To get there, we have to move away from fear. We must fight the urge to push against otherness and move toward it instead. In London, in nearly every conversation, I found myself hearing about the “Pakistani problem” in England. “The Pakistanis in Leeds and Birmingham keep to themselves and don’t want to assimilate,” I was told. “It was because of the Muslims that forced marriage is still legal in England and that is just wrong.” “We really have a problem here – one of alienation of Pakistanis who in turn are alienating everyone around them. This last episode [regarding the plot to blow up several planes simultaneously] has made other British people really fearful.” I’ve never heard such comments as consistently as during my day in London.

But fear isn’t restricted to Europe. Pakistanis feel it as well. I knew as I flew into Karachi that the city was in the midst of a major strike and, consequently, in lock-down mode where everything was closed. A major tribal leader had been killed by the government, and people across the country – including the middle class and moderates – were up in arms that the government would do this. There had been rioting and violence in the streets, and no one knew what would happen on the day of the funeral. When I arrived, I was conscious of my skirt that covered my knees but not my ankles, more conscious of being American than ever before.

Our country manager, Aun Rahman, met me along with a security person (thanks to Siraj Dadabhoy, as always) at the airport. As I walked out into the bright light, I could see only the silhouettes of the people waiting to greet family and friends – few women were there. In the background were the yellow arches of McDonalds…

Aun had brought a white scarf to cover my head just in case we ran into trouble, but the streets were quiet and life felt completely normal.
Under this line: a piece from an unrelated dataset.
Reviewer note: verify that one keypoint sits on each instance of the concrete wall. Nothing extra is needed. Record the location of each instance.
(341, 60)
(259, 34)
Still, I was more alert than usual.

At the hotel, I went to take a quick swim before starting the day. A hotel worker told me the pool was closed, and I asked him if there was any way I could swim anyway. He looked at me and then smiled and said it was ok. So I continued and it was delicious.

In the elevator, wrapped in a robe and wearing tennis shoes, I stood awkwardly when a conservative family stepped in. The man was bearded and the woman completely veiled except for her eyes. Their young daughter also wore a veil over her head but not across her face and she had the most beautiful, impish smile. The mother and I looked across at one another, women from different universes. I gave her the biggest smile I could and said hello in English. She tentatively asked me in English if I liked Pakistan. I told her I’d been here dozens of times before and that, in fact, I loved this country and had learned so much about generosity and family from its people. She and her husband both clapped their hands and said it was so nice that I liked Pakistan and that they hoped I had a very good time here. The doors opened, the daughter shook my hand and the family stepped out.

I stood there waiting for my floor, thinking about the distancing power of even the tiniest dose of fear and how little it can take to move right through it, at least to start a process of discovery. The question is how to build more opportunity for real discovery. That must start with curiosity, with openness and admitting one’s own flaws, with not thinking you have all of the answers.

We’re trying to build that culture in our own small way at Acumen Fund. The question is how to do that on a much larger scale.